# graphstream Changelog
## Phase 8: Structured Tracing
Replaced string-interpolated `tracing::info!` with structured fields across uploader, journal, and sync modules. Behavioral no-op — same log messages, now machine-parseable.
Examples:
- `info!(segment = %name, size_bytes = len, "Uploaded")`
- `info!(segments_scanned = n, duration_ms = d, "Recovery complete")`
Files: `src/uploader.rs`, `src/journal.rs`, `src/sync.rs`
## Phase 7: Prometheus Metrics
`GraphstreamMetrics` — lock-free `AtomicU64` counters following hadb's pattern. No external prometheus crate.
### Counters
- `entries_written`, `segments_sealed`, `segments_uploaded`, `upload_errors`, `upload_bytes`
- `segments_downloaded`, `download_errors`, `chain_hash_mismatches`
### Gauges
- `last_upload_duration_us`, `last_recovery_duration_us`
### API
- `Arc<GraphstreamMetrics>` passed to journal, uploader, and sync
- `snapshot()` → `MetricsSnapshot` → `to_prometheus()` text format
### Tests (4 unit)
- `test_metrics_default_zero`, `test_metrics_increment`, `test_metrics_snapshot`, `test_metrics_prometheus_format`
Files: `src/metrics.rs`, `src/lib.rs`
## Phase 6: Compaction
### Streaming compaction
`compact_streaming()` reads entries one at a time from inputs via `read_raw_entry()` and writes through a zstd encoder. Avoids loading all entries into memory. Encrypted inputs fall back to full-body decode (encryption needs all bytes); encrypted output not supported in streaming mode (use existing `compact()` for that).
### Background compaction
`run_background_compaction()` triggers after N uploaded segments accumulate (configurable via `CompactionConfig`). Collects uploaded segment paths, runs `compact_streaming()` via `spawn_blocking`, uploads the compacted segment, marks originals as compacted in cache.
### Tests (2 integration)
- `test_compact_streaming_matches_compact`, `test_compact_streaming_many_segments`
Files: `src/graphj.rs`, `src/uploader.rs`, `src/lib.rs`
## Phase 5: Disk Cache, Streaming I/O, BufReader
### Disk cache + cleanup
`SegmentCache` — manifest-based upload tracking (`upload_manifest.json`). Atomic persistence (write .tmp + rename). Pending segments survive process restart. Age-based and size-based cleanup never deletes pending uploads.

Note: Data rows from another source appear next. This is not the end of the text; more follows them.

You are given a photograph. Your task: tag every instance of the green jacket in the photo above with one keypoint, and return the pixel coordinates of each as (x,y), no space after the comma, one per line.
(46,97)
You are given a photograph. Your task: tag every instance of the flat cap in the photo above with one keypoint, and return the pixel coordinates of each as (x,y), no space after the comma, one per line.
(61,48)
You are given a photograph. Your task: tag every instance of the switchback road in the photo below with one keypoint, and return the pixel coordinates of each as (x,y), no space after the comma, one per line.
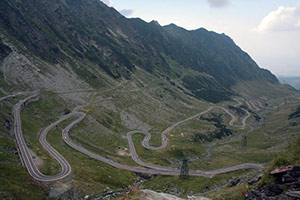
(66,168)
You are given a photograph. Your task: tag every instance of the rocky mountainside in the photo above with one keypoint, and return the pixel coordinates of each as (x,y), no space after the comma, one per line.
(85,44)
(291,80)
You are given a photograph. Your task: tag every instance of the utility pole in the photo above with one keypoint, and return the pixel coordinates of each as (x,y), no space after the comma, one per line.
(184,172)
(245,142)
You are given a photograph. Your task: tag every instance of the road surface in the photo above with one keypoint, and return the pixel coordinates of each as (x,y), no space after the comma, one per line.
(66,168)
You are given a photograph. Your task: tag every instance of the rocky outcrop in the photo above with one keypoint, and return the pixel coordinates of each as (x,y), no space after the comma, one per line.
(286,186)
(152,195)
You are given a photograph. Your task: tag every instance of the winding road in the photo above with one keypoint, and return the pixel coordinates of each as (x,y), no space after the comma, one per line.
(147,169)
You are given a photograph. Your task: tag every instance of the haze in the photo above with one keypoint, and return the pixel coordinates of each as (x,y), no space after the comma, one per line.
(268,30)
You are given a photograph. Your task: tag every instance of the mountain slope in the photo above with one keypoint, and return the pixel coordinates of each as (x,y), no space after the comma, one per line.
(98,46)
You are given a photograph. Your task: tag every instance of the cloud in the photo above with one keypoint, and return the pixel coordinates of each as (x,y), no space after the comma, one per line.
(218,3)
(107,2)
(127,12)
(282,19)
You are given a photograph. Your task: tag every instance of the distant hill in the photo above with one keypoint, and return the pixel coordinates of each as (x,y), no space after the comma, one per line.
(291,80)
(88,39)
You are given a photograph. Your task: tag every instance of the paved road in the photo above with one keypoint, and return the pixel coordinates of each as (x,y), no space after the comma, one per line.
(14,95)
(66,168)
(145,142)
(150,168)
(26,155)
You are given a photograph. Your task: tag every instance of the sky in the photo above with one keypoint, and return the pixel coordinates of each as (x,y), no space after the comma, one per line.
(269,30)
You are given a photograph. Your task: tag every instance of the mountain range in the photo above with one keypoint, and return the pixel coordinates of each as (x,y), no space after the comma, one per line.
(92,42)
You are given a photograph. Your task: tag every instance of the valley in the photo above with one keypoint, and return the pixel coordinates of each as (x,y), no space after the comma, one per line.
(95,105)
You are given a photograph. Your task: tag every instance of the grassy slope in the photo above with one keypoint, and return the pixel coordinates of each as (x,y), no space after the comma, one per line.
(15,182)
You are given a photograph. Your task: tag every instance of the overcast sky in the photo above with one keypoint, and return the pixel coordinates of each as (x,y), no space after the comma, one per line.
(269,30)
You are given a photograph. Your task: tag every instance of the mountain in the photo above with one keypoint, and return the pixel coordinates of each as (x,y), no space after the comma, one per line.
(95,43)
(291,80)
(196,93)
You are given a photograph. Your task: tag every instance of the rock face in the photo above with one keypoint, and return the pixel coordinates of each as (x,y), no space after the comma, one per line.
(151,195)
(77,44)
(286,186)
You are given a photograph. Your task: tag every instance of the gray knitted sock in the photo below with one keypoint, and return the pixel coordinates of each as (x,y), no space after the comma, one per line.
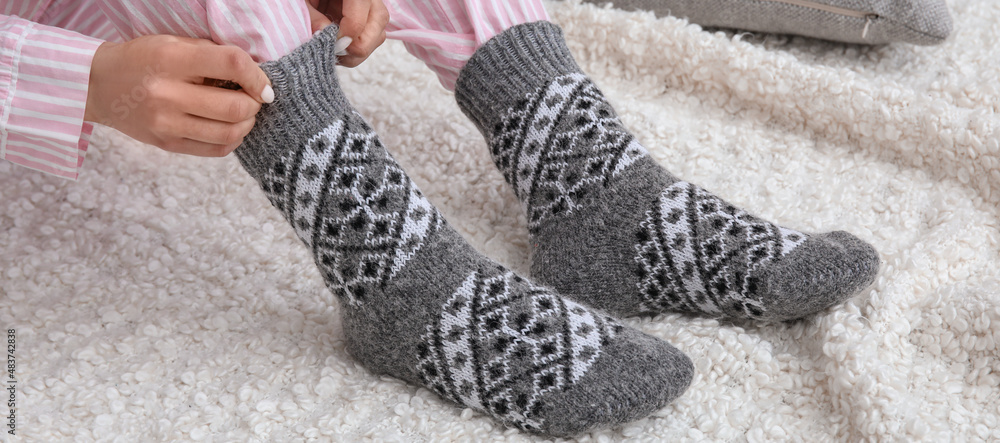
(418,302)
(612,227)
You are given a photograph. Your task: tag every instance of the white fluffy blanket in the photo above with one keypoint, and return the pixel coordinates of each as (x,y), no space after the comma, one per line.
(162,298)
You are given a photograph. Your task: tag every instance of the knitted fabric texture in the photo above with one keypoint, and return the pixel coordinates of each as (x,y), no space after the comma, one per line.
(418,302)
(922,22)
(611,226)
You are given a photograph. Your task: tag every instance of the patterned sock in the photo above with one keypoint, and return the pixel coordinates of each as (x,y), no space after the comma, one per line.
(612,227)
(418,302)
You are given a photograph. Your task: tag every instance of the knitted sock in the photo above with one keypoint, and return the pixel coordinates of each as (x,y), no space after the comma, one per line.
(612,227)
(418,302)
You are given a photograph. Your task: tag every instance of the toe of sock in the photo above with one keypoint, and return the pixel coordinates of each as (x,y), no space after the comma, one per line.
(825,270)
(635,376)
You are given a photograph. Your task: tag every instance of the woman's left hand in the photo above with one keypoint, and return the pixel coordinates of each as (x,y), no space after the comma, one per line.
(363,21)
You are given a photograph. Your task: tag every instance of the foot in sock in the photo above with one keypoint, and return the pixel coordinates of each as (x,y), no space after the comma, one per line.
(612,227)
(418,302)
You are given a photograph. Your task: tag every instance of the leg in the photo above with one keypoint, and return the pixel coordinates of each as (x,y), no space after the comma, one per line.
(418,302)
(611,226)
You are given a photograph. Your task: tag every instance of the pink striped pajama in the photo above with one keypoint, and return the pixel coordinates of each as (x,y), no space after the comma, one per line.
(46,48)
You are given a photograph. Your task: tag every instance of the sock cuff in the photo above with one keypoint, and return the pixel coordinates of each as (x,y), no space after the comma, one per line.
(512,64)
(306,95)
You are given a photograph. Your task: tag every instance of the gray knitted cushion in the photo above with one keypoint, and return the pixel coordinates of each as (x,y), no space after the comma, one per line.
(922,22)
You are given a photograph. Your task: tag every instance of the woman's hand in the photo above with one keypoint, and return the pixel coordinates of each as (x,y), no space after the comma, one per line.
(363,21)
(153,89)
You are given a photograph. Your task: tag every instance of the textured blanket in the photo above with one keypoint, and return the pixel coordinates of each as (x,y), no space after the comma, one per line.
(162,298)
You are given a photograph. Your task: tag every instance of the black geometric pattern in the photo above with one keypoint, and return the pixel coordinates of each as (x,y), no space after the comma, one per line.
(697,253)
(502,344)
(558,144)
(353,207)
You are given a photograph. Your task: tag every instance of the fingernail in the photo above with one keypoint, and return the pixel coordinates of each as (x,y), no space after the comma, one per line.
(267,95)
(340,48)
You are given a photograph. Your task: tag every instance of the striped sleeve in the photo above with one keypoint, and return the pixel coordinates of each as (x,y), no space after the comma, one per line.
(44,77)
(445,33)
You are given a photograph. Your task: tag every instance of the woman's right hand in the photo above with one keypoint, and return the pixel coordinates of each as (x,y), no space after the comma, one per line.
(153,89)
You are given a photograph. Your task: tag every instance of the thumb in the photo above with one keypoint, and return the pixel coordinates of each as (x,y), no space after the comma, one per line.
(317,20)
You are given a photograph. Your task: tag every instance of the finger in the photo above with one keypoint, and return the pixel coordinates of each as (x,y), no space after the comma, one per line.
(372,37)
(358,55)
(211,131)
(215,103)
(232,63)
(317,20)
(354,18)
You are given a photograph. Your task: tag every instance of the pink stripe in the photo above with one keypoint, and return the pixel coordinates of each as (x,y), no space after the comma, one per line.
(45,126)
(28,152)
(59,147)
(429,29)
(30,163)
(28,104)
(88,130)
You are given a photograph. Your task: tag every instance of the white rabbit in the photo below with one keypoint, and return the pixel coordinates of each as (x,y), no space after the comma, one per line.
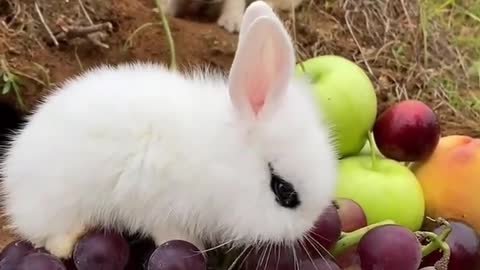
(196,157)
(232,10)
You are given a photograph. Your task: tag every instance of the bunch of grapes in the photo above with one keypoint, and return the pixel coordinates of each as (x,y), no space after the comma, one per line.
(341,239)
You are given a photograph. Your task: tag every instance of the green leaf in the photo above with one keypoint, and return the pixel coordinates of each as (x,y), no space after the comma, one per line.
(6,88)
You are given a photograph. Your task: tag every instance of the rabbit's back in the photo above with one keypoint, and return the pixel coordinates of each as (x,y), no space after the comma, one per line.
(107,146)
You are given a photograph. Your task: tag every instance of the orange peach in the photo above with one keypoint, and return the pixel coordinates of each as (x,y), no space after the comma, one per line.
(450,179)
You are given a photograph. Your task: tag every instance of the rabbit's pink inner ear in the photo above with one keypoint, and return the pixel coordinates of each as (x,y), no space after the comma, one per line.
(257,93)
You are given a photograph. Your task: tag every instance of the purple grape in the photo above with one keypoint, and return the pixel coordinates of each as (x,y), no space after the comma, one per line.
(389,247)
(349,259)
(464,246)
(325,233)
(40,261)
(177,255)
(141,249)
(101,250)
(351,214)
(13,253)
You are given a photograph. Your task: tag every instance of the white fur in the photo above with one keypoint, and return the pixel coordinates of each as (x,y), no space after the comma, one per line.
(139,148)
(232,10)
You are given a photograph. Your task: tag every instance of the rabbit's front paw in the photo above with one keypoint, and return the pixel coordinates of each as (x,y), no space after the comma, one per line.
(231,20)
(62,245)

API: `SegmentCache::new()`, `add_segment()`, `pending_segments()`, `mark_uploaded()`, `cleanup()`, `reconcile()`, `stats()`
Integrated into uploader via `spawn_journal_uploader_with_cache()` — resume pending uploads on startup, mark uploaded after success, cleanup every 5 minutes.
### Streaming S3 upload
`SegmentStorage` trait gained `upload_file(&self, key, path)` with default impl delegating to `upload_bytes`. `S3SegmentStorage` overrides with `ByteStream::from_path()` — streams file to S3 without reading entire segment into memory.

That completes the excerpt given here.